Соблазн рассказать маме про рейсте слишком велик, только чем это поможет бабушке? Братьям Терранова? Мне самой?..
– Я ничего не знаю, – твержу я, будто мантру, и делаю вид, что хочу побыть наедине с руинами детства. Брожу по берегу, пинаю траву, особенно пристально вглядываясь под ноги там, где мы с Германом упали после того, как выбрались из горящего дома, и где очень удачно не пролегал путь огнеборцев. Хотя чей-то, видимо, все же пролегал, потому что «Зима» бесследно исчезла.

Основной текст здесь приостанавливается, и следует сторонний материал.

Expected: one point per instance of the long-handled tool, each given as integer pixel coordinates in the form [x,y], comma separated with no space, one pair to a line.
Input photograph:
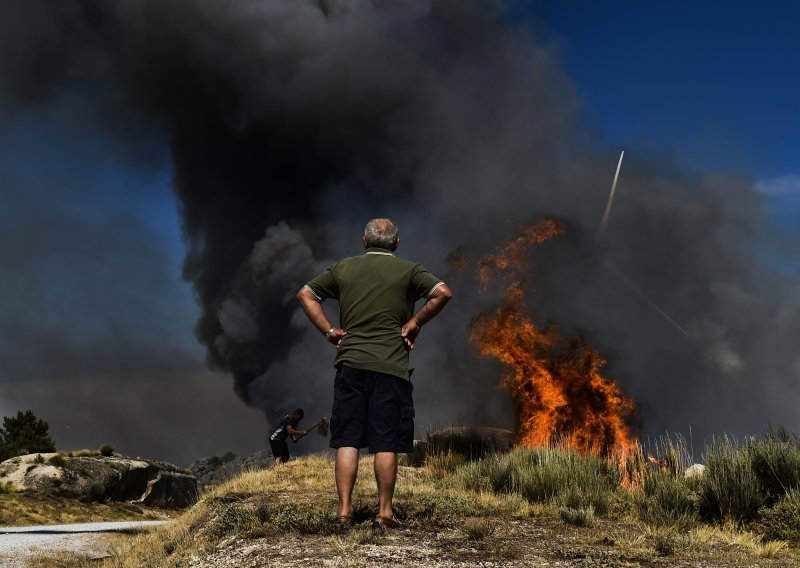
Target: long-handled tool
[321,426]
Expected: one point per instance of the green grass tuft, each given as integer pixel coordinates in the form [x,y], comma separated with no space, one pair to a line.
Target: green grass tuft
[583,517]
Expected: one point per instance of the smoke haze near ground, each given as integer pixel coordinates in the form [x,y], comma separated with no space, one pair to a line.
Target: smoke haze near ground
[291,123]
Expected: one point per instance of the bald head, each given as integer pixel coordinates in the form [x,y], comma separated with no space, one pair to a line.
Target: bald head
[381,233]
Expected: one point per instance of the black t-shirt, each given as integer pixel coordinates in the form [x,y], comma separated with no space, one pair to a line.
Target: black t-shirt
[280,432]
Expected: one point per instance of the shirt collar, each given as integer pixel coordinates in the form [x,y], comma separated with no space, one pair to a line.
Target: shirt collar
[378,250]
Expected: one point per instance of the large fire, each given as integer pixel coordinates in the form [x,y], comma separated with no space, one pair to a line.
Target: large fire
[562,398]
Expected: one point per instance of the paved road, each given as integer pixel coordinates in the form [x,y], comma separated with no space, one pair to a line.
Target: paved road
[18,543]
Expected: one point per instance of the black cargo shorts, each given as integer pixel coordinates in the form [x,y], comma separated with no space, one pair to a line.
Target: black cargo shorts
[372,410]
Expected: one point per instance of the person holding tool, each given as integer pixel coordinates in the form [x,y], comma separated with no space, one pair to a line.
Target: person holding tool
[285,428]
[373,405]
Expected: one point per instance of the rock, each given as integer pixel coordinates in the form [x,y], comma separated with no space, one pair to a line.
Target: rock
[214,470]
[171,490]
[101,478]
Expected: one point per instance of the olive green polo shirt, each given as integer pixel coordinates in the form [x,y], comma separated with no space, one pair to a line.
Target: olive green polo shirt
[376,293]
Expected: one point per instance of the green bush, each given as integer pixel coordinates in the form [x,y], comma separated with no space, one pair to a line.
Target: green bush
[542,474]
[24,434]
[462,444]
[667,501]
[730,490]
[596,496]
[782,522]
[58,460]
[583,517]
[777,465]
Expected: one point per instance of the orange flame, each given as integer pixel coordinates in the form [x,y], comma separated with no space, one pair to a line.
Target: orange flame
[561,396]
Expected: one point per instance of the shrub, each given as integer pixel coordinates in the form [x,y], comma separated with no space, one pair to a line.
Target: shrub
[596,495]
[667,501]
[583,517]
[664,544]
[96,493]
[479,529]
[58,460]
[782,522]
[542,474]
[730,490]
[24,434]
[777,465]
[461,444]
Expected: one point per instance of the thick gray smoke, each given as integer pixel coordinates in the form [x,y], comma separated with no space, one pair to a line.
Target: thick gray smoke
[292,122]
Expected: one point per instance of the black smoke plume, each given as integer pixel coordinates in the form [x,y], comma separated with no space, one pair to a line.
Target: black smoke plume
[292,122]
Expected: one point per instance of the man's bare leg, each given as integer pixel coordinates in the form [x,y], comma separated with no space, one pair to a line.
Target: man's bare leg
[346,470]
[385,477]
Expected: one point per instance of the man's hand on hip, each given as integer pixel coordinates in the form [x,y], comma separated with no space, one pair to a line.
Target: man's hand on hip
[336,336]
[409,332]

– Бесков, – бормочу я себе под нос, нахохлившись и хмуро наблюдая за тем, как мутная пена из водостока превращается у берега в огромную пузырящуюся пленку. Мама подходит и с интересом смотрит туда же.
– Что-то потеряла?
– Остатки самоуважения.
Дурацкий юмор – это у нас семейное.
* * *
Даже если бы дверь моей комнаты была сверху донизу оклеена предупреждениями «не входить», «не будить», «не влезай – убьет», на меня все равно сыпались бы приглашения к ужину, семейному просмотру телевизора и душевной беседе, на которую я сейчас неспособна. Каждый раз я просыпаюсь, бормочу проклятия и снова ныряю в тяжелое забытье. К счастью, в нем нет бабочек и пожаров, зато есть Герман, его «помоги мне», невнятное желание куда-то бежать, ржавые немецкие боеприпасы, снова Герман, капающая из крана вода и тяжесть в груди оттого, что все это действительно существует.
Измученная передозировкой Террановы, я сбрасываю одеяло и сажусь. Голова словно налита свинцом, непонятно, ночь сейчас или раннее утро. Из-под двери пробивается свет – родители не спят. Я шарю по полу в поисках смартфона, нахожу его и снимаю с блокировки. Девять вечера. Лучше бы вообще не ложилась…
В поисках связи с реальностью я открываю список контактов. Нахожу записанный наспех номер без имени и редактирую: «Герман Терранова». Нет, лучше просто «Герман». Хотя какая разница?.. У него старый кнопочный телефон, я видела мельком – такая почти ретро-трубка, удивительно, что кто-то еще ими пользуется. Я представляю Германа, в одиночестве разгребающего завалы хлама в том страшном доме – пустые комнаты, тусклый свет, чернота без единого фонаря за окном – и касаюсь пальцем его имени.
Гудки. Телефон, наверное, брошен на кухонном столе. Гудки, гудки, гудки.
– Да, – отвечает он хрипло. От этого голоса меня мгновенно бросает в жар.
– Привет. Есть новости от Марка?
Тяжело дышит и молчит. Перебрал с ликером?
– Марка больше нет.
Я подтягиваю колени к груди, сворачиваюсь в клубок, закрываю глаза, зажимаю их ладонью. Широко открываю рот и отчаянно хватаю воздух.
– Герман, – шепчу я и пугаюсь этого звука.
– Нет больше Марка, слышишь? Он умер.
– Я сейчас приеду.
– Мне пора.
– Я приеду! – повторяю я, не представляя, как именно это сделаю – надеяться на автобус до города не приходится.